MmioTraceHowto

These are instructions to trace Nvidia's proprietary driver for Nouveau reverse engineering effort. More information about mmio-trace can be found on the page MmioTrace.

Before following this howto, take a look at the usage notes.

HowTo

  1. Get an up-to-date copy of the mmio-trace git repository's master branch.

    • git clone git://people.freedesktop.org/~pq/mmio-trace

    • cd mmio-trace

    • The default active branch is master so you do not need to change it.

  2. Make sure your kernel has DebugFS (CONFIG_DEBUG_FS) and RelayFS (CONFIG_RELAY) enabled.
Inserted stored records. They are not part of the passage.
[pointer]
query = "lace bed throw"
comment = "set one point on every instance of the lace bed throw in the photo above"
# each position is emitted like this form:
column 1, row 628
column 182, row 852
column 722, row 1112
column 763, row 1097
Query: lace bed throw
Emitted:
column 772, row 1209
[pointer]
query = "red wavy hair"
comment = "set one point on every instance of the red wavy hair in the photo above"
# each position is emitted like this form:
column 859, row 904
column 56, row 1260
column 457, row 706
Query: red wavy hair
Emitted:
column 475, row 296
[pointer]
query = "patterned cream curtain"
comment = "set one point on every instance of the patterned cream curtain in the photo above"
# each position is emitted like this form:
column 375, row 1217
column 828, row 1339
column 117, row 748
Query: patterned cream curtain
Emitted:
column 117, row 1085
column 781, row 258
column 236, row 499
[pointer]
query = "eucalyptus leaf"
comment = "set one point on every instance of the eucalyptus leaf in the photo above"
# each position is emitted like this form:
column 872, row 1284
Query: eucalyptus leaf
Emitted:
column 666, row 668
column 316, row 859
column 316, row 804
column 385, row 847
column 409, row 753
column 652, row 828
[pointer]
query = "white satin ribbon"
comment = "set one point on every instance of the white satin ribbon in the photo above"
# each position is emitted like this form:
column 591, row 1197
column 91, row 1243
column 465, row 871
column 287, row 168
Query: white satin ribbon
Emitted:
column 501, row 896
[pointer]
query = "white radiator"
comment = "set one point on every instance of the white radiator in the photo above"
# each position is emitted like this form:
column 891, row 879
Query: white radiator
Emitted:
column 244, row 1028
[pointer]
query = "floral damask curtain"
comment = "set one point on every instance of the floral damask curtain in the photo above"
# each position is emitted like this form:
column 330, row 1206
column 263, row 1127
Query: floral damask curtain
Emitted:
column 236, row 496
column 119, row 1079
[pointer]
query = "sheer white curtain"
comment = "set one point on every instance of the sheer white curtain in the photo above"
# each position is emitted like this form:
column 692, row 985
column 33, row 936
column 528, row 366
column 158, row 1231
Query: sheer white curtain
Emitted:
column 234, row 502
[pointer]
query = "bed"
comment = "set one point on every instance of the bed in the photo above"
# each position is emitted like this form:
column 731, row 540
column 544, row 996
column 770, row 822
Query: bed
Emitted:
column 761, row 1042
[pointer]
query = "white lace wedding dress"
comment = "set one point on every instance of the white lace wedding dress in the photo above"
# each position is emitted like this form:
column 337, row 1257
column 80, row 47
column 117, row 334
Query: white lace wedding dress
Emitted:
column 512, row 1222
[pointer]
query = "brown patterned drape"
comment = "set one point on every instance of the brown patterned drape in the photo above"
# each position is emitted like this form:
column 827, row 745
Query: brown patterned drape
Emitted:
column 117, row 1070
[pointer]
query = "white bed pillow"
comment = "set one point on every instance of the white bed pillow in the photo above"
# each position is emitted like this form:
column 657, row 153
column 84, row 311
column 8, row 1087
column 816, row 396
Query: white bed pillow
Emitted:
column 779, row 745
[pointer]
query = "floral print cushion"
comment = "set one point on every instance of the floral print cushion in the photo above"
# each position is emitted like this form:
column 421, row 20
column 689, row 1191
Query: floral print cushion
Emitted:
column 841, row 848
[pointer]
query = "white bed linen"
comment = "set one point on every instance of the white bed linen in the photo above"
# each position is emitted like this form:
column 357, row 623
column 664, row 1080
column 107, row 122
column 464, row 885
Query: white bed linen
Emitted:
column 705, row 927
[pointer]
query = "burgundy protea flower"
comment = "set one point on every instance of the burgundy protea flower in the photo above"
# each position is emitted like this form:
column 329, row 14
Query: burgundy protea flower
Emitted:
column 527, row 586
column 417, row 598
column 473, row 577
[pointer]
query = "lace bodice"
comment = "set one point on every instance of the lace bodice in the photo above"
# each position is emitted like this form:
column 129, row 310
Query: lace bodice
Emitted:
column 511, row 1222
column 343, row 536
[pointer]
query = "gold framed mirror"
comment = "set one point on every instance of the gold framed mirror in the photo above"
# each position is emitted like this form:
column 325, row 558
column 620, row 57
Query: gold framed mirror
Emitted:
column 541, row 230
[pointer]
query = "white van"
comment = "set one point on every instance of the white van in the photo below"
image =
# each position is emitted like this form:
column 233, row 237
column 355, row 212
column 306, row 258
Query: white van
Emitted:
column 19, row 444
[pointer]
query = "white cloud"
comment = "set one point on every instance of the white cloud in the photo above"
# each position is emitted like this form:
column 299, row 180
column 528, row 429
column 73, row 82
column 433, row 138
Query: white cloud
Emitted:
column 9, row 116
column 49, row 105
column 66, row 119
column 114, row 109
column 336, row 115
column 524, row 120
You can try the command zcat /proc/config.gz | grep "CONFIG_DEBUG_FS\|CONFIG_RELAY" or grep "CONFIG_DEBUG_FS\|CONFIG_RELAY" /boot/config-`uname -r` # on debian. If not:

    1. Get a copy of a the Linux kernel source code, versions 2.6.19 - 2.6.23 are preferred. Versions 2.6.24 and 2.6.25 should also work, but you have to patch the kernel and this guide does not completely apply (see MmioTrace). Versions prior to 2.6.19 are not supported.

    2. Configure your kernel, enable DebugFS (CONFIG_DEBUG_FS) and RelayFS (CONFIG_RELAY)
      • To find these options in menuconfig, hit / and as search term use DEBUG_FS and RELAY, respectively. Some of them might have dependencies shown on the search page which need to be enabled first, you can search for them the same way.
    3. Build and install your kernel, reboot.
  3. If you have a SMP system, specify maxcpus=1 on the kernel command line when booting, or disable all but one CPU via the sysfs interface (disabling a cpu is done with echo 0 > /sys/devices/system/cpu/cpu<number>/online, and reenabling is with echo 1 > /sys/devices/system/cpu/cpu<number>/online)

  4. Build the nvidia blob for the kernel if you didn't already do so. Make sure the nvidia module is not loaded (lsmod). You can unload it (and later also the hooked module) with rmmod nvidia. (You must not be running X to unload it.)

  5. Build mmio-trace (just call make in the directory)

  6. Hook the nvidia module
    • e.g. ./hook-module /lib/modules/2.6.20-rc6-kmmio/nvidia/nvidia.ko nvidia-hook.ko (where . is the source directory of mmio-trace)

  7. Mount debugfs to /debug
    • mkdir -p /debug

    • mount -t debugfs debugfs /debug

  8. load the mmio module
    • insmod mmio.ko

  9. Start ./mmio-trace, it will create file cpu0 on the current directory, and the file will grow fairly fast after you start X.

  10. load the hooked nvidia module
    • insmod nvidia-hook.ko

  11. Start Xorg, run glxgears for a few seconds, and quit Xorg. Now you have a trace, and all that is left is to shut down tracing.

  12. Unload the hooked module: rmmod nvidia

  13. Kill the mmio-trace process. Ctrl-c, for instance.

  14. Unload mmio module: rmmod mmio

Steps 3, 4, 7-10, and 12-14 require root privileges.

You should have a file called cpu0 in the directory in which mmio-trace was running. This file is text (you can view it if you like) and it compresses considerably. Previously you were required to run mmio-parse on this file, but not anymore.

Sending results

If you want to send mmio-trace dumps to us, please send them to mmio dot dumps at gmail dot com. Please, pack into a compressed archive the cpu0 file and a free description about what you do during the trace. The output of lspci is already included in the cpu0 file, but do add the output of uname -a and the driver version into your description. Tell also what display connectors you have, what kind of monitors you have connected to what outputs, whether it has tv-in/out, and what display mode you used. The name of the archive file should contain the PCI id and GPU family, or the commercial name of your card. Thank you.